Hypercalcemia, symptomatic or asymptomatic, occurs in up to 30% of multiple myeloma patients and usually when the disease is active (new or progressing). Quick diagnosis and treatment are very important. Symptoms which may indicate hypercalcemia are nausea/vomiting, constipation, thirst, polyuria, depression, and coma.
The threshold for further diagnostics must be low.
|Recommendations for hypercalcemia
|Mild hypercalcemia (calcium level 2.6–2.9 mmol/l)
|Moderate to severe hypercalcemia (³ 2.9 mmol/l)
||Intravenous rehydration, possibly furosemide
If the patient is not already receiving bisphosphonates, treatment should be initiated.
If the patient is taking bisphosphonates, starting a more potent medication or increasing the dosage may be appropriate.
Additional treatment may be necessary in patients with refractory disease.

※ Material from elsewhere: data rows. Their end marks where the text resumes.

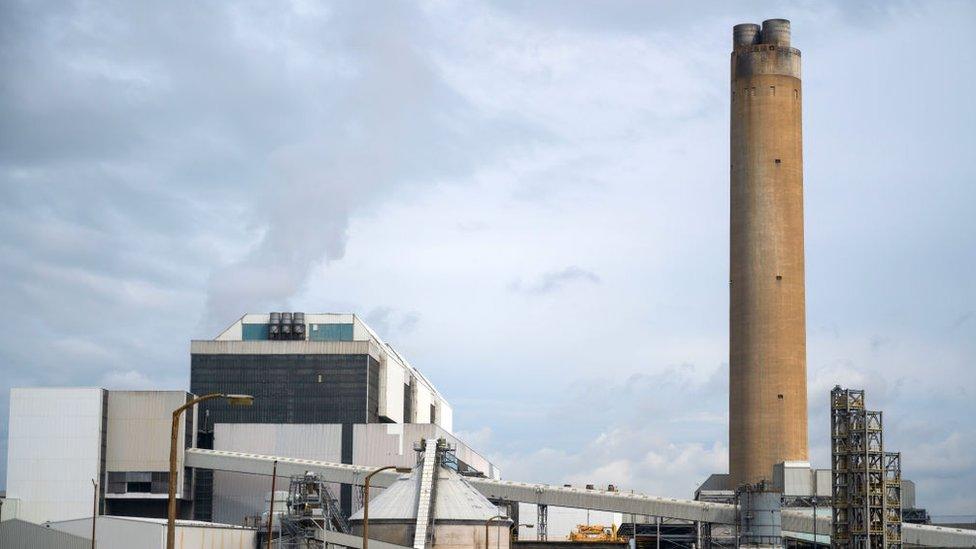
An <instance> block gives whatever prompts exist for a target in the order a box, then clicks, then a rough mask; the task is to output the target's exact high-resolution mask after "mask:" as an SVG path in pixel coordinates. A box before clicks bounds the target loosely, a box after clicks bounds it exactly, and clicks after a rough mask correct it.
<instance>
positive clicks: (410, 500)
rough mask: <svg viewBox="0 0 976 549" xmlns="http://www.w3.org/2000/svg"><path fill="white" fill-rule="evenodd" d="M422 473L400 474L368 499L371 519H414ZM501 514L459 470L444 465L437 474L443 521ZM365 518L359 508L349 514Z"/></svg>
mask: <svg viewBox="0 0 976 549" xmlns="http://www.w3.org/2000/svg"><path fill="white" fill-rule="evenodd" d="M419 484H420V474H419V471H417V470H415V471H414V472H413V473H410V474H409V475H401V476H400V477H399V478H398V479H397V480H396V481H395V482H394V483H393V484H392V485H390V486H389V487H388V488H386V489H385V490H383V492H382V493H381V494H380V495H378V496H376V497H375V498H373V499H371V500H370V502H369V522H370V523H372V522H373V521H380V520H395V521H414V520H416V518H417V492H418V490H419ZM497 515H498V507H497V506H495V504H493V503H491V502H490V501H488V498H486V497H485V496H483V495H482V494H481V492H479V491H478V490H476V489H474V488H472V487H471V485H470V484H468V482H467V480H465V479H464V477H462V476H461V475H459V474H458V473H457V472H456V471H454V470H452V469H448V468H446V467H441V468H440V471H438V475H437V490H436V492H435V502H434V519H435V520H436V521H438V522H442V521H478V522H484V521H486V520H488V519H490V518H492V517H494V516H497ZM349 520H351V521H362V520H363V510H362V509H360V510H359V511H356V512H355V513H353V514H352V516H351V517H350V518H349Z"/></svg>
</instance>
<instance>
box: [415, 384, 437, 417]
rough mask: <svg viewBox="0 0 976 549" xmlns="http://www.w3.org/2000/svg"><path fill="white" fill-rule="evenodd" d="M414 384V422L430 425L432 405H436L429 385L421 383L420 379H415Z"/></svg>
mask: <svg viewBox="0 0 976 549" xmlns="http://www.w3.org/2000/svg"><path fill="white" fill-rule="evenodd" d="M413 384H414V387H413V388H414V389H415V392H414V395H415V396H416V399H415V400H414V403H413V407H414V418H415V419H414V421H415V422H416V423H430V405H431V404H433V403H434V399H433V395H431V394H430V389H429V388H428V387H427V385H426V384H424V383H423V382H421V381H420V378H417V377H415V378H414V379H413Z"/></svg>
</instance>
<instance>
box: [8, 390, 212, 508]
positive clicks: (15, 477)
mask: <svg viewBox="0 0 976 549" xmlns="http://www.w3.org/2000/svg"><path fill="white" fill-rule="evenodd" d="M189 398H191V395H189V394H187V392H186V391H109V390H106V389H102V388H99V387H32V388H14V389H11V390H10V429H9V433H10V434H9V437H8V445H7V494H6V498H7V499H8V504H11V503H9V502H13V503H12V504H11V505H12V506H16V513H15V516H16V518H19V519H23V520H26V521H28V522H38V523H39V522H44V521H58V520H71V519H77V518H80V517H85V516H89V517H90V516H91V511H92V505H93V502H95V505H97V508H98V510H99V512H100V513H104V514H110V515H140V516H165V514H166V499H167V497H168V490H169V444H170V428H171V422H172V412H173V410H174V409H175V408H178V407H179V406H181V405H183V403H185V402H187V400H188V399H189ZM188 421H189V428H187V422H188ZM195 421H196V416H195V415H194V414H189V415H187V414H184V416H183V417H182V418H181V419H180V425H179V433H178V437H177V444H178V447H177V479H176V482H177V489H176V498H177V500H178V501H179V502H180V503H181V505H180V509H181V513H182V515H181V516H182V517H184V518H188V517H189V506H188V505H187V503H188V501H189V500H190V499H191V495H192V493H191V486H192V480H193V475H192V474H191V471H190V470H189V469H187V468H184V467H183V459H184V458H183V454H184V450H185V449H186V448H188V447H192V446H193V441H194V433H195V429H194V425H195ZM93 482H94V483H97V486H95V485H93ZM96 490H97V495H96V494H95V491H96ZM6 505H7V504H5V506H6Z"/></svg>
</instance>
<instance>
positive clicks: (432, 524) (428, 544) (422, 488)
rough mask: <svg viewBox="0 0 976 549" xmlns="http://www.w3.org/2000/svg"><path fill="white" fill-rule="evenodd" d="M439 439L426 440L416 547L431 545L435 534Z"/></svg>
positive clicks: (417, 491)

All patients with myeloma benefit from and should have bisphosphonate treatment. This is given once a month and helps prevent development of new lesions. In Norway, this treatment is usually given for 2 years.
Osteonecrosis of the jaw is a feared side effect of bisphosphonate treatment (most often > 2 years). To avoid this, it is important that patients are carefully examined by a dentist before starting this type of treatment. A dentist must approve start-up of the treatment.